Sherman Alexie Reading at UNM

On Wednesday November 14th, 2012, at 7:00 p.m., much lauded author Sherman Alexie returns to Albuquerque for a reading at UNM’s Woodward Hall in promotion of his new book, Blasphemy: New and Selected Stories.  The reading is FREE and open to the public, and is sponsored by Bookworks and UNM’s Creative Writing program.  Blue Mesa Review had the opportunity to interview Sherman in October and the interview will appear in our upcoming online issue in December, but we decided to give you a little taste below!

BMR: There’s definitely a divide between “literary fiction” and “genre fiction.”  Do you think genre fiction can teach anything to literary fiction?

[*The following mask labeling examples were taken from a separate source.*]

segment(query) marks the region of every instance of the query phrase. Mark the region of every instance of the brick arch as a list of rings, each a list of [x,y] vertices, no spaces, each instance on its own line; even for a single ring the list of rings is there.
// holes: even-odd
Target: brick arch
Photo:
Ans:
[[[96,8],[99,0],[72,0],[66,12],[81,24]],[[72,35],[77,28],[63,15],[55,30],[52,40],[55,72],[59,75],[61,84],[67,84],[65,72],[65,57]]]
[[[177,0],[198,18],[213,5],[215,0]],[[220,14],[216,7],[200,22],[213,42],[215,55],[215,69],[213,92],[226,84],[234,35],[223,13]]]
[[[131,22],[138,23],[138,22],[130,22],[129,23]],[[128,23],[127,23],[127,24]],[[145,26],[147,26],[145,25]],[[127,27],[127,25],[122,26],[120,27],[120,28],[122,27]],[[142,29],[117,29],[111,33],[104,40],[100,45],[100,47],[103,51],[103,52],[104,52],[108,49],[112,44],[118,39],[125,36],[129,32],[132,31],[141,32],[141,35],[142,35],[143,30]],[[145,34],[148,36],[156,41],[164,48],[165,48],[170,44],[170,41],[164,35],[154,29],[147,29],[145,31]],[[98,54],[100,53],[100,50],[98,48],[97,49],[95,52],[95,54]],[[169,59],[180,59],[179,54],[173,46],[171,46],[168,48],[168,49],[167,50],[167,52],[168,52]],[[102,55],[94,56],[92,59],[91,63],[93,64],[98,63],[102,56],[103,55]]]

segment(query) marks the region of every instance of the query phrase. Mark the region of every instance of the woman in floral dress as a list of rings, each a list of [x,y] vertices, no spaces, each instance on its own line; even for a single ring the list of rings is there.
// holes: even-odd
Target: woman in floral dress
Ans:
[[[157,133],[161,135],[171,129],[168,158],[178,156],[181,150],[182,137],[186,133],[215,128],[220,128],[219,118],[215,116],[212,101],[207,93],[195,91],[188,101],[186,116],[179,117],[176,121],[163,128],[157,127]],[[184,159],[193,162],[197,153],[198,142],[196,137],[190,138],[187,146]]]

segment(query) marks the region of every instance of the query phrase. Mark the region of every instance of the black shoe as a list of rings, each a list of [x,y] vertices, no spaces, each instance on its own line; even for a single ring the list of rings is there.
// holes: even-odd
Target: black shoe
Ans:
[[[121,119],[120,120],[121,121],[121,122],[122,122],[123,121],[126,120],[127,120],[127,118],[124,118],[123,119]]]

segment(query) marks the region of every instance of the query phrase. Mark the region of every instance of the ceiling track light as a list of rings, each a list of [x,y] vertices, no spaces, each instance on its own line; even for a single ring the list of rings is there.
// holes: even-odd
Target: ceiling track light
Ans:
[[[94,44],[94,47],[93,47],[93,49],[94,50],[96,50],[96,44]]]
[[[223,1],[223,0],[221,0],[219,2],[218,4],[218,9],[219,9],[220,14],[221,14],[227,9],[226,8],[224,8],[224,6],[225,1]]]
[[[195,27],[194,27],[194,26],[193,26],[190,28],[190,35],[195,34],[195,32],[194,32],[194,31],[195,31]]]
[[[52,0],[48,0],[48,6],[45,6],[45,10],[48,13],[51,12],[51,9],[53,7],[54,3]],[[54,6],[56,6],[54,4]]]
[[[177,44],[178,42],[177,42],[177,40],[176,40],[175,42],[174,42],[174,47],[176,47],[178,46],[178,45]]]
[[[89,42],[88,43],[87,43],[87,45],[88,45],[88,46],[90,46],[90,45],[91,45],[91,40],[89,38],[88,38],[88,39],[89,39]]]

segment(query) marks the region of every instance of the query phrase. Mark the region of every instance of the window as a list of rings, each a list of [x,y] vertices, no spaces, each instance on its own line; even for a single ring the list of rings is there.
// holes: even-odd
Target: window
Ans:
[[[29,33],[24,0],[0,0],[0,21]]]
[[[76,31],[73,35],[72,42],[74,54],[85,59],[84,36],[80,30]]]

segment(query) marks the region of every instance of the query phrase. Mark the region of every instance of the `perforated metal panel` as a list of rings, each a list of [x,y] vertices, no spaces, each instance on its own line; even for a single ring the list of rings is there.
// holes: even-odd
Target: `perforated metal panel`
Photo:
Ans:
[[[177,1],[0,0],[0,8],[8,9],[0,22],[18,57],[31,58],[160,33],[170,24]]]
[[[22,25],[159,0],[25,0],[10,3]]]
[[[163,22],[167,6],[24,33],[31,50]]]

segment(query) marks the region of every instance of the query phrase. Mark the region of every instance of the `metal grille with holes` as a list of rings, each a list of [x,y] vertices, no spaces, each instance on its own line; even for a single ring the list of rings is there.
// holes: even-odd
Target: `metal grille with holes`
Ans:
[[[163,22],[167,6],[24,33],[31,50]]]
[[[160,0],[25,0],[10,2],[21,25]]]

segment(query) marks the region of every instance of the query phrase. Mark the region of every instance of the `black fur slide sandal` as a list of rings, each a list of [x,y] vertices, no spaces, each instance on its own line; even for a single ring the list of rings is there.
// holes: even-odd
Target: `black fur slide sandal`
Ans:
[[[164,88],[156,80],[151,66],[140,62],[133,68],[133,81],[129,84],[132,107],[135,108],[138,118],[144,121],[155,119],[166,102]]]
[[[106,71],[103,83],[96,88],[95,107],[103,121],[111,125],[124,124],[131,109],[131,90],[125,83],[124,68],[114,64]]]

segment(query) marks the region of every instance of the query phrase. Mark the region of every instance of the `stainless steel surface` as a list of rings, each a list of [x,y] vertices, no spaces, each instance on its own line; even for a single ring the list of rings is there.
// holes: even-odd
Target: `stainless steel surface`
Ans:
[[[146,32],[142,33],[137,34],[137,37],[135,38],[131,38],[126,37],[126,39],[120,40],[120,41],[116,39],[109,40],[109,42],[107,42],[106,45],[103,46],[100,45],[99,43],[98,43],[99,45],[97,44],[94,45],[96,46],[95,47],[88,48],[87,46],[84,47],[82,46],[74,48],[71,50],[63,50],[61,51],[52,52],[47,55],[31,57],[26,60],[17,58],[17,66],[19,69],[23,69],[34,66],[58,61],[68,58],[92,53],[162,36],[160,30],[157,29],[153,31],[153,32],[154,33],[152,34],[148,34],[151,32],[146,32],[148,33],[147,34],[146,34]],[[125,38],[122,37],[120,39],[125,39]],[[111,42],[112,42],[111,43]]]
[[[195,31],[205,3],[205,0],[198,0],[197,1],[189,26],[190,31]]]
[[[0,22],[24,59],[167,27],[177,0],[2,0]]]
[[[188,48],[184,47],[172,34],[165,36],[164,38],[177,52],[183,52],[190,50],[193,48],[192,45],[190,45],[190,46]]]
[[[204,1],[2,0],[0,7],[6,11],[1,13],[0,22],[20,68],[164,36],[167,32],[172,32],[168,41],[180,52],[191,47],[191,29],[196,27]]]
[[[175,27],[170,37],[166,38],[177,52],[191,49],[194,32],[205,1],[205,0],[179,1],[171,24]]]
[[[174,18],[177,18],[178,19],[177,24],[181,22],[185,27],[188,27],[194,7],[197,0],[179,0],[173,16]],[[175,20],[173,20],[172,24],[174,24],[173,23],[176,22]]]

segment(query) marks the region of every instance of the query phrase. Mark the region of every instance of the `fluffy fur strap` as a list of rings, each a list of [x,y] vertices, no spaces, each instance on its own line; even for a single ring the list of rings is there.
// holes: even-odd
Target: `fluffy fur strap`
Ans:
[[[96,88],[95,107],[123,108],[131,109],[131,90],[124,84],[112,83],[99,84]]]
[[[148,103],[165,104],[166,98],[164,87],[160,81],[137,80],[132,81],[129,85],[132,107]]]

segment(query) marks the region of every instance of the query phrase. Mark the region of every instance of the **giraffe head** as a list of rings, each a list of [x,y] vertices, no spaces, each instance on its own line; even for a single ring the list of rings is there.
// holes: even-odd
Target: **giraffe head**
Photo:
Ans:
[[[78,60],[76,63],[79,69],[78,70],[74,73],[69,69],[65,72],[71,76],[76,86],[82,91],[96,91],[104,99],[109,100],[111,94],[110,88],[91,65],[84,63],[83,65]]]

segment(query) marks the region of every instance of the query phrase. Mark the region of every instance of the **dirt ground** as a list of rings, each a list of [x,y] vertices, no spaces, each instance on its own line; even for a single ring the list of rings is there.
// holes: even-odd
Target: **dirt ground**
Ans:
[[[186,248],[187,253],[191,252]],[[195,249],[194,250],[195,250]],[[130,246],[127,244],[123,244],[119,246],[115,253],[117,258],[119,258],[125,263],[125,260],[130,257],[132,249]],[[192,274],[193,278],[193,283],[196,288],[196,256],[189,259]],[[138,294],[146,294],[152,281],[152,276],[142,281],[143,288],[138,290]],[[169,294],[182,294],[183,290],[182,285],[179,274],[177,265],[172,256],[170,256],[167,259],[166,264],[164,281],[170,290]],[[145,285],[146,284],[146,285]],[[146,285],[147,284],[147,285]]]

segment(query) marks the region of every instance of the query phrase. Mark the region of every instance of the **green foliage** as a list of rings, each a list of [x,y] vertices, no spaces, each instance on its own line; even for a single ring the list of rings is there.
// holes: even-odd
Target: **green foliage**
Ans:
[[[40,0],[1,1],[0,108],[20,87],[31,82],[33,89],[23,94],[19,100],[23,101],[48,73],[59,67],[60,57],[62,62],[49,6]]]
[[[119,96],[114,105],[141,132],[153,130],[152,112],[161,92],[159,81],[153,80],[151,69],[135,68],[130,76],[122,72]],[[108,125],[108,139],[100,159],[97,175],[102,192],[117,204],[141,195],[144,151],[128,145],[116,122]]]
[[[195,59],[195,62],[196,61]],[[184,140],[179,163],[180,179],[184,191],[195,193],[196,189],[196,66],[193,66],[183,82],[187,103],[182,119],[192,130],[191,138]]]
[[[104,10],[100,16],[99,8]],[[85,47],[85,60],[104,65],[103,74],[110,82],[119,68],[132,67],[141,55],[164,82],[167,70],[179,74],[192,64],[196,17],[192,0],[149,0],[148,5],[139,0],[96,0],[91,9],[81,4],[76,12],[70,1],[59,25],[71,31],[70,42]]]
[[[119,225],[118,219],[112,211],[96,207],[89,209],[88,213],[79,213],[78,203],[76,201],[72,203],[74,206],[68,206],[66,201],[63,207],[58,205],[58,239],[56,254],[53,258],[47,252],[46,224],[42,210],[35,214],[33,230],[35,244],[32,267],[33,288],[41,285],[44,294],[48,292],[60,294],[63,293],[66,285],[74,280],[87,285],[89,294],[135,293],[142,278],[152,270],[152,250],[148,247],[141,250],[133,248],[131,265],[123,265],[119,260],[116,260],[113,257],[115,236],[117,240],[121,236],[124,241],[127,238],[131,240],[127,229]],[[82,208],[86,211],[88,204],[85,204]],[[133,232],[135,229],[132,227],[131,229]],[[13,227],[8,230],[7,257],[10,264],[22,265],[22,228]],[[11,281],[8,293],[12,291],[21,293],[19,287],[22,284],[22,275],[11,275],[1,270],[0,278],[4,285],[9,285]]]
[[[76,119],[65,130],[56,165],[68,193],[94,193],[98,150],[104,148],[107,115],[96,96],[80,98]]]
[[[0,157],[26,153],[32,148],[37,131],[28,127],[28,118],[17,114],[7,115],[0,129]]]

 SA:  Oh yea, plot!  If you actually tell a story?  It seems that genre fiction gets punished for actually telling a story.  And it can be clumsy.  I can enjoy a very clumsy, not well-written book because it could have an interesting story.  Like some of the more middling mystery writers.  You know there’s this one, James Rollins, who writes these sort of giant, epic fantasies.  Sentence to sentence he’s a terrible writer, but his stories are so amazing and so imaginative, that you forgive the eighteen clichés a page.  He writes thousand page novels, about one every week and a half.  I mean I also envy his work ethic.  Why punish that?  Why be an asshole?  Why not admit to being entertained?  Because the thing is, all these literary writers who look down their noses at genre fiction, they’re watching “Transformers,” the movie, and they’re eating Big Macs.  You know why people eat at McDonald’s?  Because it’s fucking good?